If $x \geq y>x/2$ then is it true that $x \pmod y < x/2$?

Question

I'm not sure how to prove this statement, which I believe is true:

given $x,y \in Z$ such that $x \geq y > \frac {x}{2}$ then $x$ (mod $y$) < $\frac {x}{2}.$

Edit:

Would this be an acceptable sketch of the proof?

Suppose that $x \geq y \geq \frac{x}{2};$ consider the bounds where $y = x$ or $y = \frac{x}{2}$. In the case in which $x=y,$ then $x$ (mod $y$) = $x$ (mod $x) = 0$. On the other hand, if $y = \frac{x}{2},$ then $x$ (mod $y$) = $x$ (mod $\frac {x}{2}) = \frac {x}{2}$. Therefore, $0 \leq x$ (mod $y$) < $\frac {x}{2}$.

Answer 1

This is true. Suppose that $0\leq \frac{x}{2} < y \leq x$. Long divide $x$ by $y$ by the Division Algorithm to write $x=yq+r$ where $0 \leq r <y$. Here, $r$ is your $x \bmod y$. We claim that $r < \frac{x}{2}$.

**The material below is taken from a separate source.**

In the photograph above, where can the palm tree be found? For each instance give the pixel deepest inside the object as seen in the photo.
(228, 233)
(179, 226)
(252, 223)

Suppose not, so that $r \geq \frac{x}{2}$. Then $x=yq+r \geq yq+\frac{x}{2}$. Subtracting $\frac{x}{2}$ from each side gives $\frac{x}{2} \geq yq$. But $y >\frac{x}{2}$ so this gives $\frac{x}{2} > \frac{x}{2}q$ so $q < 1$. Hence $q=0$ and $x=r < y \leq x$, a contradiction.

Answer 2

The answer to the title is yes.
Assuming $x > 0$, $x \ge y > x/2 \implies 1≤x/y<2$, so the remainder when $x$ is divided by $y$ is $x−y$ and also $x \ge y > x/2 \implies 0 \le x-y < x/2$.